沼には膨大な量の落ち葉や木の枝等がつもり、沼の貯水量を圧迫しているし、内部の土手は灌木が生えていて、こまめに刈らないとアッという間に沼を覆い隠しそうだ。水量が最も少なくなったときに開ける最後の水栓ハンドルは、さびついて使えない。長い間、水の入ることがなかった田んぼは、土中の構造が畑のように変化してしまったため、水がかなり抜けやすい。沼の水が少ない中、これは致命的である。

田んぼ教室用となっちゃんが使う苗を育てるために作った、広さは畳二枚分もない小さな苗代は、耕作放棄された期間の長さに耐えきれなかったのか、代かきが不十分だったことも重なって水の抜けが早く、沼の水はどんどん減っていく。この先の代かきや田植えが果たして本当にできるのか、心配でならなかった。田んぼ教室の田んぼは優先しなければならないから、場合によっては、自分が作る予定だった田んぼを一枚減らすか、陸稲状態で育てることも検討し始めていた。
そんな状態での台風到来である。
近年はまったく雨が降らないと思ったら、災害級の大雨に襲われることが各地で続いているから、台風によるまとまった降雨がもたらされるといっても、簡単には喜べない。ただ、夕立のような量の雨が降らなければ、ため池の水が回復することはなく、水が絶えれば当然のことながら喜べないわけである。五風十雨というように、10日に一度くらい雨が降れば、豊かな稔りがもたらされ農耕の喜びや幸せを感じられるものだが、もはや普通が普通ではない状況が長く続いている。異常気象が普通なのだ。カンボジアにいた頃、普通とは何かを問うために「トーマダー(普通の意)」という名の冊子を発行していたが、帰国して農業に携わるようになった今も、その問いから逃れられない。
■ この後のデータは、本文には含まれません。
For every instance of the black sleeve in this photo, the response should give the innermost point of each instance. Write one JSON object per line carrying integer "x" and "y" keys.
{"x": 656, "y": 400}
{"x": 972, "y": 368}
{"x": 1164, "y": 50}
ウェザーニュース(2026年6月3日午前4時43分)によると、3日の4時半頃、台風の中心部が和歌山県南部に上陸した。1951年からの統計史上、4番目に早い日本列島上陸だという。これもまた「普通」ではない
「いい学校を出ていい会社に入る」という普通を追い求めていけば、誰もが幸せになれるという時代を生きてきた。しかし、「いい会社」とは対極にある経営不安定な会社で働いたり、無職単身でカンボジアに渡ったり、農家の生まれでもないのに独立して農業を始めたりと、普通が手に入る生き方ではなかった。いや、手に入れようとはしなかったといったほうが正確かもしれない。なぜなら、幼少のころから普通になることを求められ続けたがゆえ、自分というものが消失しかけ、一体、自分は誰なのかという問答と向き合うことになったからだった。
精神を病んでいた訳ではないが、自分探しなどという悠長なものでもなかった。誰かと接し、何かに触れ、どこかに行く度、「アンタ、誰?」と投げつけられる。「いい会社」に就職した同級生たちは、自分と巨大資本の組織を同一視することで、その問いから逃れていたが、おれは答えを返すことができない年月が長く続き、いつの間にか35年も堆積していた。そしてやっと、ひとつの明かりを獲得できたような気がしている。おれは農民なのだ。
昨夜から降り出した雨は、夜が明けた今、けっこう降ってるなという量の雨で、天気予報によれば1時間あたり約15ミリの雨が15時くらいまで降り続くことになっている。田んぼの周辺が災害等につながることはなさそうだが、沼の水量がどの程度回復するかが気になってしかがない。それはおれが農民だからだ。